Portalsitubondo.com Jum’at 5 September 2025: Seiring akan dimulai dan bergulirnya sejumlah proyek jasa konstruksi yang bersumber dari APBD Situbondo tahun anggaran 2025, tokoh pergerakan (Aktivis) sekaligus pemerhati kebijakan publik, Eko Febrianto, melontarkan peringatan serius kepada Bupati Situbondo. Ia menekankan, jangan sampai pemerintahan yang baru ini mengulang kesalahan lama yang berakhir dengan sorotan publik, lemahnya kepercayaan masyarakat, bahkan masalah hukum di kemudian hari.

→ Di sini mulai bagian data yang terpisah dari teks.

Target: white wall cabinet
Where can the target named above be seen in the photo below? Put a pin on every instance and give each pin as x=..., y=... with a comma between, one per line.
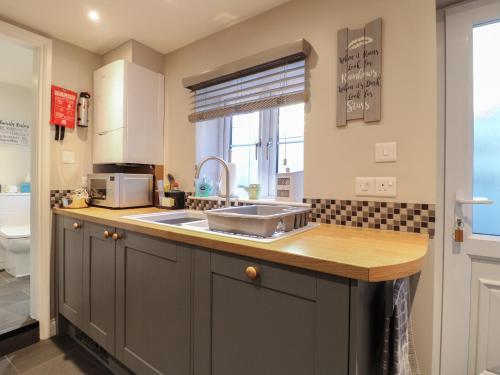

Dalam wawancara dengan awak media sore ini, Eko menegaskan bahwa pengadaan proyek yang tengah berjalan seharusnya mengacu pada Perpres Nomor 12 Tahun 2021 tentang Pengadaan Barang/Jasa Pemerintah. Dan yang Terbaru juga ada perpres 46/2025.
Regulasi diatas itu jelas menekankan prinsip pengadaan yang efisien, efektif, ekonomis, bersaing, terbuka, adil, transparan, dan akuntabel.

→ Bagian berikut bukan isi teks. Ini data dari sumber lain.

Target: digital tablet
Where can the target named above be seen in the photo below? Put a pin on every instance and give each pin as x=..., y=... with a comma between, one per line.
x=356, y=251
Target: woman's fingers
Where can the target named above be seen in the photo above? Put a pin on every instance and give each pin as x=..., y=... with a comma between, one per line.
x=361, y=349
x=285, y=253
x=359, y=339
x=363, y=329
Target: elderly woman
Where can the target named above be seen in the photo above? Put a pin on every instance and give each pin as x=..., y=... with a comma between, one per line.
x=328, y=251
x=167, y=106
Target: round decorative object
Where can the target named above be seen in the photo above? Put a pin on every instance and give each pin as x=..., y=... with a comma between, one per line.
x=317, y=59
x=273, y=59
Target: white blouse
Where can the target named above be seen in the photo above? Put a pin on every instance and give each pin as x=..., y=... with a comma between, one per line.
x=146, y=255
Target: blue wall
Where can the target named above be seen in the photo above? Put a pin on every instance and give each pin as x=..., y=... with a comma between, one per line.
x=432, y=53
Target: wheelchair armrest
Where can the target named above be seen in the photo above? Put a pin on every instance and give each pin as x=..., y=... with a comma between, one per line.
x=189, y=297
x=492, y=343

“Jangan sampai proyek di Situbondo hanya jadi ajang kongkalikong. Kalau aturan dilanggar, maka hasil pembangunan akan buruk, rakyat kecewa, dan pemerintah kehilangan marwahnya. Kita sudah lihat buktinya di era pemerintahan sebelumnya,” tegasnya.
Eko juga menambahkan, pengawasan ketat perlu dilakukan tidak hanya oleh Inspektorat Daerah, tetapi juga Badan Pemeriksa Keuangan (BPK) agar tidak ada ruang penyalahgunaan anggaran.
Eko juga menyinggung tagline politik Bupati Situbondo, yakni “Tak Congocoah ben Tak Co’ngeco’ah” (tidak mau berbohong dan tidak mau mencuri). Menurutnya, itu bukan sekadar kata-kata pemanis kampanye, melainkan janji moral yang harus diwujudkan dalam praktik pemerintahan.
“Tagline itu bukan pajangan. Itu ikrar. Kalau sampai diingkari, artinya bupati sendiri yang melukai amanah rakyat Situbondo,” ujarnya dengan raut wajah serius.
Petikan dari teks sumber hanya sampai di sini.